$$ — 50% ABV — Anise

After the repeal of prohibition, absinthe was still banned in the States. Looking to get back to its true business, the Sazerac Company needed a legal replacement for the key ingredient in their famous Sazerac cocktail. A wormwood-free pastis quickly came to the market that was (despite a lot of back-and-forth with the federal government) a rather thinly veiled tribute to traditional recipes.

J.M. Legendre modeled his product after the classic unsweetened French style. Herbsaint was a popular French term for grand wormwood, ironic as it was the wormwood that was at the heart of the ban. Many sweetened pastis were catching on in France, perhaps none more famous than Ricard, but a classic formula was what was needed for America's oldest cocktail.

Many drinks call for absinthe, none more so than the simple absinthe cocktail, which is a kind of absinthe old fashioned. The Herbsaint Frappe remains somewhat popular and is a great way to become better acquainted with its flavor.

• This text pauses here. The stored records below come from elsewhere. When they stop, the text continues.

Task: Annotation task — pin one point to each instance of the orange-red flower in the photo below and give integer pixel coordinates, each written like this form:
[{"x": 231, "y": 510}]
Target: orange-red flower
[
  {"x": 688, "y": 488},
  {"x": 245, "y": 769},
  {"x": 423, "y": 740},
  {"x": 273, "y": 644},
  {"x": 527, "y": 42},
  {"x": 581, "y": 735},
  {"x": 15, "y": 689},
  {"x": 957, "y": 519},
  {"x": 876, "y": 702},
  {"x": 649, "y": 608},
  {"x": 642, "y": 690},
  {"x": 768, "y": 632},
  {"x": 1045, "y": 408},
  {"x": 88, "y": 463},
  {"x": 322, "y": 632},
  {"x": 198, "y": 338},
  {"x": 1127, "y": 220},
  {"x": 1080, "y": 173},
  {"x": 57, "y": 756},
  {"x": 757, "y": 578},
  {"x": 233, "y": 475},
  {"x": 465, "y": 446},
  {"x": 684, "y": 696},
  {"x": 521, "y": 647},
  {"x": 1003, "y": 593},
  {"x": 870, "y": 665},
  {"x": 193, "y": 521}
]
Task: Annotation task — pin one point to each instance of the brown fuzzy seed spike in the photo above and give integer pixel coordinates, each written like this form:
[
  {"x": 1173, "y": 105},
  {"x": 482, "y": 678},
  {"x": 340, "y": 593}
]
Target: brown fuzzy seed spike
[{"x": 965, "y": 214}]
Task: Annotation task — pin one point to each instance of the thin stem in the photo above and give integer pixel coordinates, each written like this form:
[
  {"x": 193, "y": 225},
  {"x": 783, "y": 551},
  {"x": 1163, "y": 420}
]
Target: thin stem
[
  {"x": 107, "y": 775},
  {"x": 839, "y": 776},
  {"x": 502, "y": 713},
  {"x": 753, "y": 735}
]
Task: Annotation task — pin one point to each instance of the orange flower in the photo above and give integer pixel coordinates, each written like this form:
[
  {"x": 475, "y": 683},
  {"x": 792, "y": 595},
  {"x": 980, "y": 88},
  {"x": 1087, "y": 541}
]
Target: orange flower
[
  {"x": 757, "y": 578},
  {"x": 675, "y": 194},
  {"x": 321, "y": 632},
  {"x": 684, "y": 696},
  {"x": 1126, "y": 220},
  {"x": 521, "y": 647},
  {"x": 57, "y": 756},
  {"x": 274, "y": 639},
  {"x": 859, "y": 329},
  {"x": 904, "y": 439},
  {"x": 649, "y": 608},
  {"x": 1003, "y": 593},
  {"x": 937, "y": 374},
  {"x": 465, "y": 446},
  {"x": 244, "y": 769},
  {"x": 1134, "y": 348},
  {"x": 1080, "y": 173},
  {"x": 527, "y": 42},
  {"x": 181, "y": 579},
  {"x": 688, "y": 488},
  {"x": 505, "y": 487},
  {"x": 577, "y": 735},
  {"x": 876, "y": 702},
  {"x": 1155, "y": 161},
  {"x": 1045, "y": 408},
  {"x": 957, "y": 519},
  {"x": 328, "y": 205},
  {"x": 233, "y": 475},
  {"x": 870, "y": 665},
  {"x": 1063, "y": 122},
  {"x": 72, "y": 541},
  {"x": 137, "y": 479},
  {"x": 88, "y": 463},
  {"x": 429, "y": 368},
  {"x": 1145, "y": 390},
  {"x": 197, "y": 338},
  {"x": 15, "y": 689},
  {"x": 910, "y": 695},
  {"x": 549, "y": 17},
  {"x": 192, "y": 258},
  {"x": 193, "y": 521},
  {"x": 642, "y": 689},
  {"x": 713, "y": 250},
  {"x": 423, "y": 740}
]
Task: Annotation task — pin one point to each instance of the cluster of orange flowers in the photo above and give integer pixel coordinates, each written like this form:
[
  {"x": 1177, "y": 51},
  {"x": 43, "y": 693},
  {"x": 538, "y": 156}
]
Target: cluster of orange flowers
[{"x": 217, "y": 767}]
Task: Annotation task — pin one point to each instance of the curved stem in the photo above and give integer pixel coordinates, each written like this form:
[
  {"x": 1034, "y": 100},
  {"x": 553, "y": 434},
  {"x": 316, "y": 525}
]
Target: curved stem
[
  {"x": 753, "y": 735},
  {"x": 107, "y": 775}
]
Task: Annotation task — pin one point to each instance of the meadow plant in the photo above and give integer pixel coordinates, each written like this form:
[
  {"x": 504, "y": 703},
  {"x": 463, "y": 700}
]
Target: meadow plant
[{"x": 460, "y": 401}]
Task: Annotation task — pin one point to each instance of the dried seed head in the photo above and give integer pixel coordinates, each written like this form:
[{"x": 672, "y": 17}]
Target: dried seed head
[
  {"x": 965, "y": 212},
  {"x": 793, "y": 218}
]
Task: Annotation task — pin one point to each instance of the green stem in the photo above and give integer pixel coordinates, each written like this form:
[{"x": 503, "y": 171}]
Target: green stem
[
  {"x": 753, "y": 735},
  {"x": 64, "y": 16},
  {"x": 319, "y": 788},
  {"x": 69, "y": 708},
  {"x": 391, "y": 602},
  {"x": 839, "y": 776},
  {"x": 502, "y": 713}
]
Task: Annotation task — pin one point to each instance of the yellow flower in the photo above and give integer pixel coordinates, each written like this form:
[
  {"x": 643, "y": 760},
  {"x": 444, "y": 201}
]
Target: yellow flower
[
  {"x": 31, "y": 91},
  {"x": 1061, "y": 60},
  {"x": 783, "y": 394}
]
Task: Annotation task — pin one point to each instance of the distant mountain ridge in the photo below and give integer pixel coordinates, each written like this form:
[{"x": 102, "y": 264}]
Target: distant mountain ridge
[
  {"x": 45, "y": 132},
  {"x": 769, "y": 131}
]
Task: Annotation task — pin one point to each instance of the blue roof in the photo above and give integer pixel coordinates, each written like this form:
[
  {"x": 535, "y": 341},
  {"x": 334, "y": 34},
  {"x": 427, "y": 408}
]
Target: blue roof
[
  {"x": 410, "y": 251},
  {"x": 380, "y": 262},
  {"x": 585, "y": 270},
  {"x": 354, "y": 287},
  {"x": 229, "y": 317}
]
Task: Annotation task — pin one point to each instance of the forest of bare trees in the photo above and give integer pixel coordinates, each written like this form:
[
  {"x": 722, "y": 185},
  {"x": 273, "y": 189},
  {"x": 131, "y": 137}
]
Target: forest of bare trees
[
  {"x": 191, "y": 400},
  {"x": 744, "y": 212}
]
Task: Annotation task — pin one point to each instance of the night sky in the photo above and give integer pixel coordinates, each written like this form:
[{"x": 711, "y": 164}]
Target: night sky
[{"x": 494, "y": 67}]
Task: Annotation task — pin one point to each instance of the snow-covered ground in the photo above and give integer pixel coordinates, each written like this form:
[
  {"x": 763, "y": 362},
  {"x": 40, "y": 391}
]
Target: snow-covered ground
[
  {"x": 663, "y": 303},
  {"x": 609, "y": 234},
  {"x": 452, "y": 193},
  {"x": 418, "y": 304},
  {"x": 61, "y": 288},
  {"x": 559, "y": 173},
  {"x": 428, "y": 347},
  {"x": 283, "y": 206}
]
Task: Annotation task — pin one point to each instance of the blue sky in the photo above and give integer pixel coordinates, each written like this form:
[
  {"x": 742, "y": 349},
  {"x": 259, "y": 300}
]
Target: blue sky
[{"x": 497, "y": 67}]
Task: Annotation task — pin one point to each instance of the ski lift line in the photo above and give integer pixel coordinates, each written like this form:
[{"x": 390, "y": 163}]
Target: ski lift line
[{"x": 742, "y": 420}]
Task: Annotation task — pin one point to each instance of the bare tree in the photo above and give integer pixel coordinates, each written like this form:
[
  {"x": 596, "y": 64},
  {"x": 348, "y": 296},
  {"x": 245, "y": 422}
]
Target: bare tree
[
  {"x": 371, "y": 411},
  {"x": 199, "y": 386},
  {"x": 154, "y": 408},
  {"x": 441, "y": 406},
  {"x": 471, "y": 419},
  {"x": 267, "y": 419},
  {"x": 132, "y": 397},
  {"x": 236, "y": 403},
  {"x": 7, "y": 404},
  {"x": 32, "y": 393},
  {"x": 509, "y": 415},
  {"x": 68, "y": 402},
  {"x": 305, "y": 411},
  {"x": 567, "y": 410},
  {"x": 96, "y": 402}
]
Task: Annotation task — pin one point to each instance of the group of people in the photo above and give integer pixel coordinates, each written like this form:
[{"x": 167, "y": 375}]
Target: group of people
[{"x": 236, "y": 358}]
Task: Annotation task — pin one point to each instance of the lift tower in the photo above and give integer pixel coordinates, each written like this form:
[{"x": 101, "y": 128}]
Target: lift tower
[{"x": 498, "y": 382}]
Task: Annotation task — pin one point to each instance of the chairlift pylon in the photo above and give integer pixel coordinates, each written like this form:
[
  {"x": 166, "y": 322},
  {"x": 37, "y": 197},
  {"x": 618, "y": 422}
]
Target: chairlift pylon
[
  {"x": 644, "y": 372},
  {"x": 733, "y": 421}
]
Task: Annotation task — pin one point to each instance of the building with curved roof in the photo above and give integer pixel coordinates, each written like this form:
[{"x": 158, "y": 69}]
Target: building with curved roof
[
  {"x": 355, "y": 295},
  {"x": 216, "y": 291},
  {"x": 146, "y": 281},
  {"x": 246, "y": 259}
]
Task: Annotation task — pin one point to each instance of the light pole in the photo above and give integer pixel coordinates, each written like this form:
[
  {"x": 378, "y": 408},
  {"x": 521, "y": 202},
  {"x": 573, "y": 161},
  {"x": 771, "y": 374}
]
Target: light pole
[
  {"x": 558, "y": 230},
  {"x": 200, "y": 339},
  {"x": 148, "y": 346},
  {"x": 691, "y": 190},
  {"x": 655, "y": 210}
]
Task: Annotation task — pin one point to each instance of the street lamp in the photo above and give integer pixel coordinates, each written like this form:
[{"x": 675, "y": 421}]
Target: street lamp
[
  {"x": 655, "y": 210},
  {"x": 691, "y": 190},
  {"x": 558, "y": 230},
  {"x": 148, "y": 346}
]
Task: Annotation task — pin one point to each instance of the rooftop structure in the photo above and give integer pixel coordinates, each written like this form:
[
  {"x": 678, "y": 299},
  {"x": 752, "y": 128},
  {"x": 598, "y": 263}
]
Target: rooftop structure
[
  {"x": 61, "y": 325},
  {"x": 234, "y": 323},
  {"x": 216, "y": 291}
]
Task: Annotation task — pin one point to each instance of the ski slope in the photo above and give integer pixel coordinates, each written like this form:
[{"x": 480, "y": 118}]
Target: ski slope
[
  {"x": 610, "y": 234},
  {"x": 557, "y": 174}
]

There's no fire or sugar water drip or anything like that, merely frothing the drink with sugar and cold ice.

For many, Herbsaint may be a bit too bracing, and fans will be just fine sticking to using it to spike their old fashioned, just as they did in New Orleans eighty years ago. And that's just fine.

J.M. Legendre is located in New Orleans, Louisiana in southern USA. Established in 1934 by J. Marion Legendre and Reginald Parker, it is now owned by the Sazerac Company.